Most definitely. Unless you want to find out one day you have a disaster and your backups are empty or corrupt

before I started working as a DBA, I worked for a company that found out the hard way that their backups hadn't worked correctly for a month.

It took 40 people just to get us back online and that took 10 days. It took those 40 people a month of hard work to collect spreadsheets and reports and all manner of other information to get us back close to where we thought we were.

The customer complaints were a nightmare during the entire evolution and there was no income for at all for the first 6 days to get back online.

In todays world, I do restores of my two big production databases every night. The Developers love it because they use it as a "final" test before we push code to test. The Test folks use it as a final test as well and they love it because the nightly restore ensures they have the latest for final test.

I do that on top of doing a check sum, having a special email sent to me if any backup fails, and I do checksums for the backups. I'm also working on reincorporating and old job that I had done a decade ago that give me a count of the backups that appear on disk for every database in the entire enterprise (its just a couple hundred DBs across 8 servers) that will return the counts on a morning report.

Remember, don't develop a backup plan. Develop a restore plan, which also includes making sure that the backups did occur and that they are viable. You cannot check to much or too often.

--Jeff Moden

2 Likes

Why did it happen?

To make a really long story short, a bit of code to update ~1000 customers, which had worked quite nicely in dev and test, did something odd when the code was deployed to production. It turned out to be a fault in SQL server that they came out with an emergency hot fix for.

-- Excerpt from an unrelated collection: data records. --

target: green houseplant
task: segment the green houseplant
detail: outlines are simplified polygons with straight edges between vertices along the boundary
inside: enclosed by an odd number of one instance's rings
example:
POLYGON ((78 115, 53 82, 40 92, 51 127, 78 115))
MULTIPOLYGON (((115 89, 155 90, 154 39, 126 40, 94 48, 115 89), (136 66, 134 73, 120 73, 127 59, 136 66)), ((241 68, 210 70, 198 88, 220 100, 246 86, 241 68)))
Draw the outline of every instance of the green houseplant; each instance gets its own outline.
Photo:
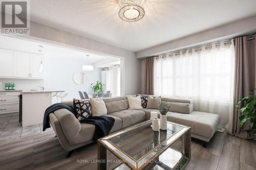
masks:
POLYGON ((98 81, 97 81, 96 83, 93 83, 91 84, 91 88, 92 88, 93 92, 95 94, 100 94, 101 91, 103 90, 104 86, 104 83, 99 82, 98 81))
POLYGON ((167 117, 166 113, 172 105, 170 102, 160 101, 158 104, 158 110, 160 112, 160 129, 162 130, 167 129, 167 117))
POLYGON ((256 136, 256 95, 254 94, 255 89, 256 88, 250 90, 249 96, 239 99, 236 105, 237 110, 240 112, 239 117, 240 120, 239 124, 240 128, 243 129, 244 124, 248 120, 251 120, 249 125, 250 128, 249 134, 253 139, 255 139, 256 136), (239 109, 240 105, 243 107, 239 109))
POLYGON ((158 103, 157 106, 158 106, 158 110, 161 114, 166 115, 167 112, 169 111, 169 109, 172 103, 160 101, 158 103))

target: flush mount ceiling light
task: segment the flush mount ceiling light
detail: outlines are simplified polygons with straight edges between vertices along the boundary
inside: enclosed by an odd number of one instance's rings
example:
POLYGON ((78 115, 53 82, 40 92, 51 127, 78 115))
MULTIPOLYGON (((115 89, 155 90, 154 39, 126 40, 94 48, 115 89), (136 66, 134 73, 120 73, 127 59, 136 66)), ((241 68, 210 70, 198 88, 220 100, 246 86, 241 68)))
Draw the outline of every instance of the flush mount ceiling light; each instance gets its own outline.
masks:
POLYGON ((119 17, 128 22, 134 22, 142 18, 145 11, 142 8, 144 0, 119 0, 119 17))
POLYGON ((89 59, 90 55, 87 55, 87 65, 82 65, 82 69, 83 71, 93 71, 93 65, 89 64, 89 59))

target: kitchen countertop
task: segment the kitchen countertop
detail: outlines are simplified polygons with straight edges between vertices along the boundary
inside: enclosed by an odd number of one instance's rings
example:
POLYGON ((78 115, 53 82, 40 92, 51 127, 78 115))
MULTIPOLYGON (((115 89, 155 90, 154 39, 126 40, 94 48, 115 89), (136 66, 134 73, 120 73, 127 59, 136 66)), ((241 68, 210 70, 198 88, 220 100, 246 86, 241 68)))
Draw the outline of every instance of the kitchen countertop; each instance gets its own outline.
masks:
POLYGON ((0 90, 0 92, 12 92, 12 91, 22 91, 23 90, 0 90))
POLYGON ((20 94, 32 94, 32 93, 56 93, 59 92, 65 92, 63 90, 25 90, 20 92, 20 94))

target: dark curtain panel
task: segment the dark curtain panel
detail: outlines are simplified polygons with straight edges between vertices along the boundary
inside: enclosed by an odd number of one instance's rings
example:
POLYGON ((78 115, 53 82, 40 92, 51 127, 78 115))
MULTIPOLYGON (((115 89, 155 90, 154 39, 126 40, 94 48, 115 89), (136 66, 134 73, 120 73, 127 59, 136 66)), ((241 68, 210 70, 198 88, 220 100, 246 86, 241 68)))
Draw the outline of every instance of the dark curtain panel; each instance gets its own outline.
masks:
MULTIPOLYGON (((234 84, 234 107, 239 98, 249 95, 249 90, 255 85, 255 40, 247 38, 255 35, 238 37, 235 39, 235 63, 234 84)), ((241 108, 241 107, 240 107, 241 108)), ((240 113, 234 108, 233 134, 239 137, 249 138, 248 133, 239 127, 240 113)), ((244 130, 249 130, 249 122, 244 126, 244 130)))
POLYGON ((146 94, 154 94, 154 57, 143 59, 144 63, 144 91, 146 94))

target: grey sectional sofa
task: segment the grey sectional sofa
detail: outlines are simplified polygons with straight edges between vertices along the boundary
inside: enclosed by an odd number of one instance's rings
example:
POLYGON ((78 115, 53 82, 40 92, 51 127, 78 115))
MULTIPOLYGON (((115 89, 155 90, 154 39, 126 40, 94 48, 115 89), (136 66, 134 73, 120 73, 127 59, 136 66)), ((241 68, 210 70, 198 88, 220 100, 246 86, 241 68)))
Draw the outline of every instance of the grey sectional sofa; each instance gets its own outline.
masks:
MULTIPOLYGON (((157 109, 147 108, 141 110, 129 109, 128 100, 125 96, 103 98, 108 114, 115 118, 111 133, 150 119, 150 112, 157 109)), ((173 103, 167 113, 167 120, 189 126, 191 136, 206 142, 212 137, 219 124, 218 114, 193 110, 193 102, 189 100, 162 98, 162 101, 173 103)), ((73 106, 73 101, 63 103, 73 106)), ((160 116, 160 114, 159 115, 160 116)), ((60 109, 50 114, 50 120, 62 146, 66 151, 89 144, 94 133, 95 126, 80 124, 68 110, 60 109)))

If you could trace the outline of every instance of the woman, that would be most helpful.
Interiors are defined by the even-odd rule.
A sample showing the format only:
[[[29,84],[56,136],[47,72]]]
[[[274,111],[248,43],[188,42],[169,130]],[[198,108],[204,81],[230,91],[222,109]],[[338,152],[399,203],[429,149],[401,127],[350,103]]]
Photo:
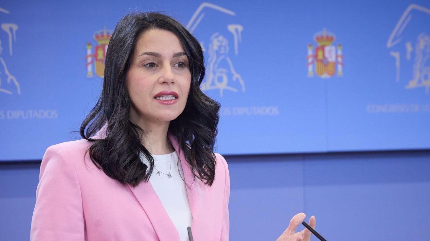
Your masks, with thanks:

The issue was that if parallelism occurred because of a large amount of data with "just the right indexes in place", SQL Server would ignore a WHERE clause that did an ISNULL comparison.

The code had a WHERE ISNULL() condition on the 1.2 milllion row customer table that should have only updated about 1000 customers. Instead, the code updated ALL the customers. Because the DBA didn't know how many rows were supposed to be updated, when it came back with a rowcount of 1.2 million, he committed the transaction.

It wasn't until the next morning after all the nightly snapshots had been made that anyone noticed the problem. They shut off public access to the database and tried to do a restore only to find there were no backups available for the last month.

As a bit of a sidebar, that incident proved that I was correct about deployment code. It MUST have hardcoded and displayed at run time expected row counts for every action taken in the code so that the DBA can make the final decision to either commit or rollback.

And, I have to tell you, there isn't an automatic deployment system in the world that would have caught this issue because we checked and a SELECT to determine the row count made the same error.

That was way back on SQL Server 2000. I've seen lot's more be wrong in SQL Server since so this type of problem is never going to go away. You MUST write your deployment code to be bomb proof and verifiable by some human means. If you don't, you end up with the mouse guarding the cheese and, MAN, can that mouse eat some cheese!

As for why the backups didn't happen, I wasn't made privy to that detail. It's almost not an important detail. What's important is that no one knew that the backups weren't actually happening for a whole bloody month. There wouldn't have been an issue if someone had checked once per day or read a system report for what the status of the badckups were. It was an absolutely stupid blunder on the part of the DBA and the Infrastructure Team.